Die Kontermauer musste dem Projekt komplett weichen und wurde dokumentiert, wobei sich - wie auch an der Stadtmauer - zahlreiche Etappen und Reparaturen fassen ließen. Der Stadtgraben war zum Zeitpunkt seiner «offiziellen» Auffüllung mit Bauschutt im späten 18. Jh. schon mehrere Meter tief mit schwarzem Lehm, wohl Gartenerde, angefüllt. Innerhalb des Grabens kamen zudem ehemalige Einbauten zu Tage, unter anderem eine mehrphasige Aquäduktbrücke der spätmittelalterlich-neuzeitlichen Fliesswasserversorgung des Münsterhügels und ein noch rund 2 m tief erhaltener Latrinenturm einer Liegenschaft, die dahinter innen an die Stadtmauer stößt. Dessen Verfüllung enthielt sehr viele Tierknochen, ein reichhaltiges Geschirrkeramikensemble, v.a. des 15. Jh., und darunter, recht überraschend, das komplette Skelett eines jung ausgewachsenen männlichen Berberaffen.

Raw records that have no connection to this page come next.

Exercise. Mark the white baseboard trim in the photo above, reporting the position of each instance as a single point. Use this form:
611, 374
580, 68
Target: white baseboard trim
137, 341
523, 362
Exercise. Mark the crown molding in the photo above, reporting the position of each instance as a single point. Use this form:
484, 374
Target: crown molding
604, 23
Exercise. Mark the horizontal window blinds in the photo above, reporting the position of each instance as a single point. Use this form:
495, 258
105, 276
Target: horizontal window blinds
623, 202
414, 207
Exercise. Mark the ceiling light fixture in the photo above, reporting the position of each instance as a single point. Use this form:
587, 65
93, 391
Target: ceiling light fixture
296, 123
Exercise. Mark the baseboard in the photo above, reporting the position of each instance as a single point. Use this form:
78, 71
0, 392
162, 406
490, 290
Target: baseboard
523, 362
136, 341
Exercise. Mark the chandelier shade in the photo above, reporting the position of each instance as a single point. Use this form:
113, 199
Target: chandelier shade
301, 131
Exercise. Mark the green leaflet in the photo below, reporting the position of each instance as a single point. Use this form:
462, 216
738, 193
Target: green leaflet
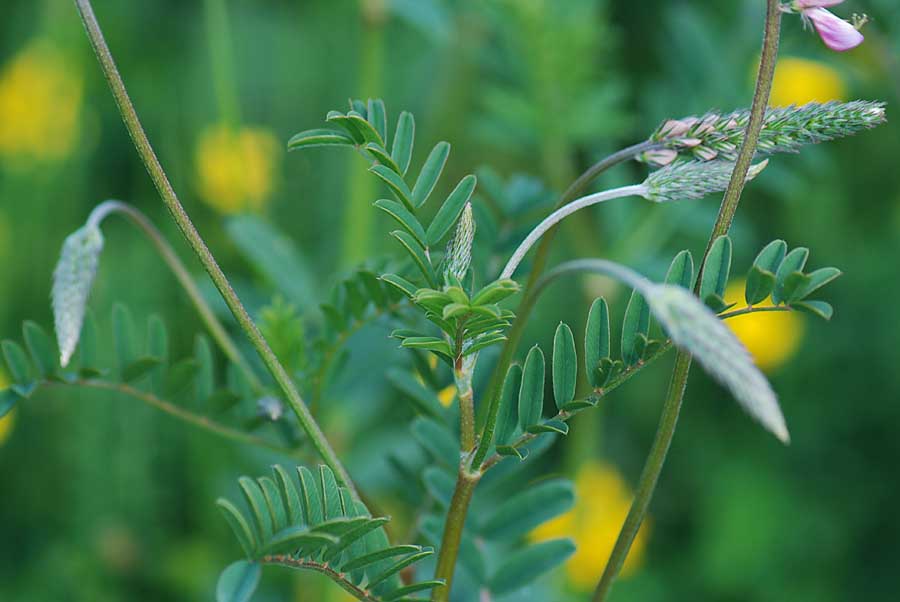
431, 172
596, 340
565, 365
450, 210
531, 393
530, 507
404, 138
319, 137
681, 270
715, 273
524, 566
635, 326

Beim Abbau von zwei Kanalisationsschächten des 19. Jh. kamen, wie schon 1984 erstmals, Fragmente von jüdischen Grabsteinen der Zeit der ersten Gemeinde zum Vorschein, die nach dem Pogrom von 1349 und der Vertreibung der Juden aus der Stadt zunächst - wie Klammerlöcher zeigen - als Abdecksteine der Kontermauer gedient hatten. Nach der etappenweisen Verfüllung des Stadtgrabenabschnitts zwischen 1786 und 1820 wurden sie in dritter Verwendung in der Überwölbung von Kanalisationsschächten wiederverwendet.

Der untertägige Aushub des Parkhauses wird voraussichtlich erst 2021 abgeschlossen.


Archäologische Funde: u.a. sR-Münzen, MA- und NZ-Keramik, u.a. großes Ensemble aus Latrine.
Anthropologisches Material: 2 römerzeitliche Neonatenbestattungen.
Faunistisches Material: Tierknochen, v.a. aus der Latrine, u.a. komplettes Skelett eines Berberaffen (Macaca sylvanus).
Probenentnabmen: Mikromorphologie (R-Schichten, Stadtgraben), Mörtel- und Steinproben (Stadtmauern), Schlämmproben (Latrinenverfüllung).
Sonstiges: mehrere Fragmente jüdischer Grabsteine der Spätmittelalter-Gemeinde (Friedhof Petersplatz).
Datierung: archäologisch. Römische Zeit, v.a. 1. und 4. Jh. n. Chr.; Spätmittelalter (Stadtmauern 11. und 13. Jh., Brandschutt 14. Jh., Latrine 15. Jh.); Neuzeit (Aquädukt, Grabenverfüllung, Einbauten darin).